White Noise Alex Foster Elegy By Jasen Sousa
White Noise
Alex Foster Elegy By Jasen Sousa
Drift asleep with the TV on.
White noise. Actors
and actresses recite
words that someone else wrote. Wrinkles that form
on facial temples and creep toward the cornea are scientific
evidence
that it hurts to watch.
Vibrations, humming, buzzing, and then
it shatters! A glass bottle filled
with the purest liquid mankind is capable of creating.

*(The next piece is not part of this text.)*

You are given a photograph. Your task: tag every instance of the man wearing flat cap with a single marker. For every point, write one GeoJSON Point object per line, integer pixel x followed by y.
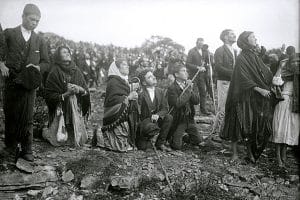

It freezes on the pavement during
a frigid January evening.
Drift asleep with the lights on.
White noise. Navigate
through midnight
canals on an unsteady raft dimly
lit by translucent rays that sneak through manhole
covers. Unfamiliar
friends stand on the outskirts of intelligence and
imagination, snickering,
whispering directions to destinations
you do not wish to return to.
Drift asleep with the internet on.
White noise. Crowds
watch you rest, listen
to you breathe and record the exact number
of seconds it takes for your chest to raise and lower.
Take gossip off the walls, place it into a blender,
pour the truth into a spray paint can
and tag the world with the most flamboyant font
it has ever witnessed.
Drift asleep with the radio on.
White noise. Let the
lyrics put
you in a peaceful rest, but before they do
make sure you memorize the verse
about the single rim attached to a rusty backboard
that you can hang on all day without ever coming down,
the verse about the thinker and philosopher that left behind
quotes
and ideas that didn’t get the opportunity to take shape,
and finally, the verse about the artist that left an
unfinished charcoal sketch
containing countless interpretations
of what it means to be free.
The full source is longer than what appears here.